PARIS: Arrivés à quasi égalité au premier tour des élections législatives, le camp Macron va devoir batailler face à la gauche unie pour conserver la majorité absolue à l'issue d'un premier tour marqué par une abstention record.

Près de deux mois après la réélection d'Emmanuel Macron, la majorité sortante sous l'étiquette Ensemble! a obtenu 25,75% des voix, soit 21.442 voix de plus que la Nupes (LFI, PCF, PS et EELV) rassemblée derrière Jean-Luc Mélenchon (25,66%), sur 23,3 millions de votants.

Les deux camps ont une semaine pour conjurer l'abstention et le désintérêt des Français, qui atteint un nouveau record à 52,49%, dépassant celui de 2017 (51,3%).

Le camp Macron garde toutefois l'avantage dans les projections des 577 sièges de députés, avec une fourchette de 255 à 295 sièges, devant la Nupes (150 à 210), selon les instituts de sondage.

Ensemble! espère conserver la majorité absolue, fixée à 289 députés, ce qui lui permettrait d'éviter de composer avec d'autres groupes pour faire adopter les textes de l'exécutif, à commencer par l'emblématique réforme des retraites qui doit entrer en application dans un an, selon la promesse de M. Macron.

Mais jusqu'où ira le tassement pour la majorité sortante alors qu'en 2017, LREM et Modem avaient raflé plus de 32% au premier tour avant d'obtenir près de 350 députés au second.

"Nous sommes la seule force politique en mesure d'obtenir une majorité forte et claire", a affirmé la Première ministre Elisabeth Borne.

"La majorité est loin d'être acquise (...) C'est un très sérieux avertissement qui est adressé à Emmanuel Macron", a toutefois estimé Brice Teinturier, directeur général délégué d'Ipsos France.
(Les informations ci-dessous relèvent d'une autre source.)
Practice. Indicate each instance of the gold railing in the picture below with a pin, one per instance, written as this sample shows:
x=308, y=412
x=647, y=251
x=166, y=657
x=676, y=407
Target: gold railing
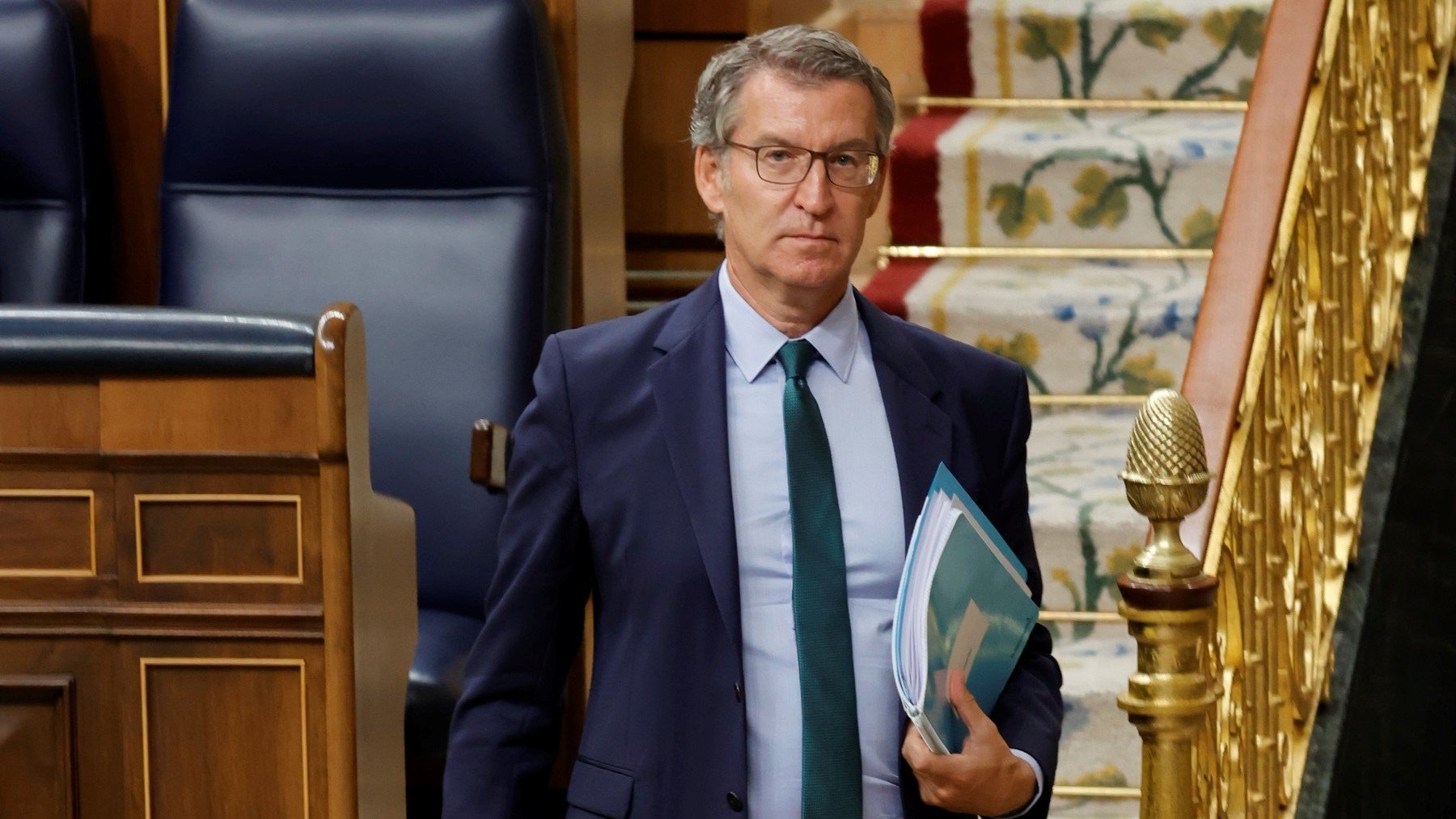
x=1312, y=284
En cas de duel Nupes/RN LREM donnera des consignes de vote «au cas par cas»

La République en marche ne donnera pas de consigne nationale mais "au cas par cas" dans les circonscriptions où s'opposeront des candidats du Rassemblement national et de la coalition mélenchoniste Nupes lors du deuxième tour des législatives, a indiqué le parti présidentiel à l'AFP dimanche.

"C'est le Front Républicain, contre les extrêmes", a expliqué le parti présidentiel, en faisant valoir que "certains candidats de la Nupes sont extrêmes: ce sera en fonction de la personnalité de la Nupes qui est qualifiée, notamment si c'est quelqu'un qui a les valeurs de la République". "Mais nous ne soutiendrons aucun candidat RN", a ajouté LREM.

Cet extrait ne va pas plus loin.